Sam Glucksberg added a fascinating twist to this finding in his 1962 paper, "Influence of strength of drive on functional fixedness and perceptual recognition." (Journal of Experimental Psychology 1962. Vol. 63, No. 1, 36-41). He studied the effect of financial incentives on solving the candle problem. To one group he offered no money. To the other group he offered an amount of money for solving the problem fast.

Remember, there are two candle problems. Let the "Simple Candle Problem" be the one where the tacks are outside the box -- no functional fixedness. The solution is straightforward. Here are the results for those who solved it:

Simple Candle Problem Mean Times :
WITHOUT a financial incentive : 4.99 min
WITH a financial incentive : 3.67 min
Nothing unexpected here. This is a classical incentivization effect anybody would intuitively expect.

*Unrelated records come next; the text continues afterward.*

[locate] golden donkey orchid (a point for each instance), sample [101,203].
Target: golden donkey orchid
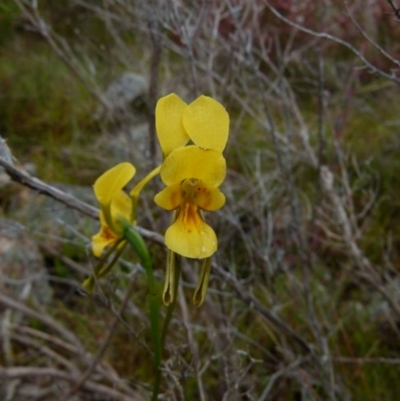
[192,175]
[117,212]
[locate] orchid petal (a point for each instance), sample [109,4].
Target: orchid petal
[207,123]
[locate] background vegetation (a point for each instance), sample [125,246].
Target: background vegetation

Now, let "In-Box Candle Problem" refer to the original description where the tacks start off in the box.

In-Box Candle Problem Mean Times :
WITHOUT a financial incentive : 7:41 min
WITH a financial incentive : 11:08 min
How could this be? The financial incentive made people slower? It gets worse -- the slowness increases with the incentive. The higher the monetary reward, the worse the performance! This result has been repeated many times since the original experiment.

We've published a video on this phenomenon before, titled "As Teacher Merit Pay Spreads, One Noted Voice Cries, ‘It Doesn’t Work’", and an article from the Harvard Business Review, titled "Stop Tying Pay To Performance".

Here's another video - The surprising truth about what motivates us

Knowing all this begs the question, why are we going down the path of some of these corporate education reforms, when we have known for over half a century many of them are flawed concepts that have been demonstrated to fail time and time again?

A $715 million experiment

The Youngstown Vindicator echoes some of the issues we highlighted in a weekend guest column - CHARTER SCHOOLS AND OUR TAX DOLLARS.

In an article titled "State continues to blindly shift funding to charter schools"

The salaries of public school teachers and administrators are readily available, most notably on the website of the Buckeye Institute, which lists every Ohio public school employee by name and salary. But good luck finding a data base that provides the same insight into charter operations. And Ohio taxpayers can only dream of knowing how much of their $74 million that White Hat collects will end up as profit for owner David Brenner, a longtime proponent of charter schools and a financial supporter of politicians who share his view.

Atty. Charles R. Saxbe, who represents White Hat in a lawsuit brought by some of its charter school boards, said public funds become private once they enter White Hat’s accounts.

Charter schools were first sold to Ohio voters as an experiment. The results of that experiment are not in, but the General Assembly continues to increase funding for charter schools. What was a $51 million experiment in 2000 has ballooned to a $715 million experiment in 2011. While charter schools get an ever big bite out of the education pie in Ohio, funding for public schools, adjusted for inflation, has flat-lined.

Millions of dollars are invested in promoting this failed experiment, because many millions more dollars are at stake in profits.